By Richard Pagliaro | Monday, June 7, 2021
Coco Gauff is fluent in all surfaces—and is making her major breakthrough on her least favorite surface.
In just her seventh major main-draw appearance, the 17-year-old Gauff swept Ons Jabeur 6-3, 6-1 to reach her first career Grand Slam quarterfinal at Roland Garros.
More: Gauff Charges Into Roland Garros Quarterfinals
The 2018 Roland Garros girls champion rides a career-best, nine-match clay-court winning streak into the French Open quarterfinal against former doubles No. 1 Barbora Krejcikova, who crushed 2018 finalist Sloane Stephens for her maiden major singles quarterfinal appearance.
Though Gauff owns a 17-3 clay-court record, including winning 12 of her last 13 matches on clay, the Delray Beach-born teenager confesses clay is her least favorite surface.
Why?
Because Gauff doesn’t like to get dirty.
“I feel like hard will always be my favorite, because that’s just what I’m used to and that’s what I started on. So I would say that’s No. 1 [surface],” Gauff said. “Between clay and grass, I don’t know. I have good results on both… “I think I’m going to go with grass second and clay last.
“The only reason I say grass second, I haven’t played on grass since two years, since Wimbledon 2019, so I don’t know. But I think just because grass, just because it has a special place in my heart, and, you know, that’s kind of where you guys probably all heard of my name for the first time, so I think grass.
“Only thing about clay I don’t like, it’s just whenever you fall, you just get all dirty and I don’t like that. But, yeah, I think I’m going to go hard, 1; 2, grass; 3, clay.”
One reason why Gauff, who has reached the fourth round at both Wimbledon and the Australian Open, is enjoying a clay-court tear is she’s stabilized her second serve. Gauff arrived in Paris fresh off sweeping singles and doubles titles in Parma and leading the WTA Tour in double faults.
After committing eight double faults in her 7-6(11), 6-4 opening-round win over qualifier Aleksandra Krunic, Gauff has committed just six double faults in her last three victories.

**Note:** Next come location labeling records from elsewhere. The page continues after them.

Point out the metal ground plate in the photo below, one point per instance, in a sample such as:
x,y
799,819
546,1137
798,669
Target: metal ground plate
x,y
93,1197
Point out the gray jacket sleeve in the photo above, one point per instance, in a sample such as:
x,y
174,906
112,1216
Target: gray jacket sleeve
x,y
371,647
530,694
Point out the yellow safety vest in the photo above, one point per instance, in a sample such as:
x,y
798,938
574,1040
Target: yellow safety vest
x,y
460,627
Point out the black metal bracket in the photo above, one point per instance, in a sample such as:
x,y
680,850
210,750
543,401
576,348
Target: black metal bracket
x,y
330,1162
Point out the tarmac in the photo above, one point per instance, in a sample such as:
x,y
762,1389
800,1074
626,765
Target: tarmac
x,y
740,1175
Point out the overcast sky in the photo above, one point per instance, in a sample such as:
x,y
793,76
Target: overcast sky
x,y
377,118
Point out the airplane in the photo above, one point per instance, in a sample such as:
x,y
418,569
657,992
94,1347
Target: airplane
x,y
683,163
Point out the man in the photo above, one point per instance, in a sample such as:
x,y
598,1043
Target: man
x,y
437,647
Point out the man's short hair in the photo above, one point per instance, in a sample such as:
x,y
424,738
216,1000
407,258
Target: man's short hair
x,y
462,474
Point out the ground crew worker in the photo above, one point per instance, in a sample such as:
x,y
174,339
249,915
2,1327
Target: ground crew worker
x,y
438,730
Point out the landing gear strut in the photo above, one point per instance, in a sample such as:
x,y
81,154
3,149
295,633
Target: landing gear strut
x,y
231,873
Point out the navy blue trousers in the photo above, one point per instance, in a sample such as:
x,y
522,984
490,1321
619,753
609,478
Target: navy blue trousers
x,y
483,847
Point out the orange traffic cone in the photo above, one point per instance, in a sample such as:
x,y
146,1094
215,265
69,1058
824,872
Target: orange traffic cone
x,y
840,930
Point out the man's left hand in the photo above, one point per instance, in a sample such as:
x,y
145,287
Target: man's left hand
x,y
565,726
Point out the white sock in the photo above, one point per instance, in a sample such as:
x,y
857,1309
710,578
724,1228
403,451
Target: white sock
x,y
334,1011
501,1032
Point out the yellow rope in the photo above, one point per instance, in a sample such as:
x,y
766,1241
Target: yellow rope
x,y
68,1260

In her best performance of the tournament, Gauff served 66 percent, won 22 of 27 first-serve points, did not hit a double fault and did not face a break point pounding out a 53-minute win over Jabeur.
So what’s the difference on serve?
Gauff says she’s practicing her second serve daily, applies a three-point plan before each second serve and stays positive “if it goes in, it goes in; if it doesn’t we try again.”
“I just spent a lot of reps on it, especially since Madrid. I think I had a lot of double faults that match, and I’ve just been serving pretty much every day,” Gauff said. “Not really focus on so much the speed of it. Just feeling confident because the problem was my confidence on the serve, like I would play in practice, make 50 second serves in a row, and then I get to the match and get nervous.
“Now I don’t feel as nervous when I’m serving. I just feel like I focus on the three main things, and then it just happens. If it goes in, it goes in; if it doesn’t, we try again.”